I’m also a software developer I intend to sell my products.
Copyright infringement may feel like stealing to us, the producers, but it’s not stealing.

In your car analogy, the thief wouldn’t steal someone’s car, instead he’d recreate his own piece by piece and drive away in this new car. The car owner wouldn’t be hurt, it would be the people who first designed the car losing a potential sale.

Games that require you to have the CD in the bay. DVDs that force adverts and piracy warnings upon you – are these good ideas?

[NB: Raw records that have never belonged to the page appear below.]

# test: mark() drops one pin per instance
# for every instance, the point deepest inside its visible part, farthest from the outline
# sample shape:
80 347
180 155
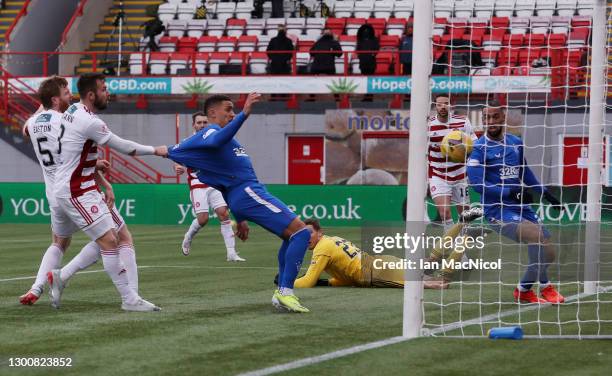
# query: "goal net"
548 70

The older copy protection for games I found less intrusive, Monkey Island’s Code Wheel, or looking in the manual for information. The copy protection was tied closely with the game world.

14 06 2009
Roman Budzowski (22:44:52) :

Piracy is stealing. Period.

But that wasn’t a point on my post – my point is that it will always be easier to steal than to obtain goods legal way, so “pro-piracy” argument that we make the life paying customers harder is nonsense… of course I don’t want poeple to use ridiculusly hard antipiracy methods… but lamenting that you need to have the CD in the bay is silly. Do you own a console? I do and it doesn’t bother me that I have to keep DVD in it to play the game.

24 06 2009
Jon (09:29:10) :

“Piracy is stealing. Period.”
Whether it’s called stealing or not, it’s still the same crime and it’s still hurting developers. However, I have to agree with Dan on the nature of it, it shouldn’t be considered the direct equivalent of stealing or shoplifting. It’s more along the lines of bringing a replicator to a store.

“but lamenting that you need to have the CD in the bay is silly”
I agree. You can always NoCD if you can’t be bothered to do such a simple task. This was never a problem for me because I just use Steam and Bigfish.

“Games that require you to have the CD in the bay. DVDs that force adverts and piracy warnings upon you – are these good ideas?”
Actually yes. CD checking would stop the less-tech-savvy and the piracy warnings in movies is a good scare-tactic.

I’m fine with some DRM as long as it’s nowhere near my music/movie files and it’s not SecuROM or Starforce.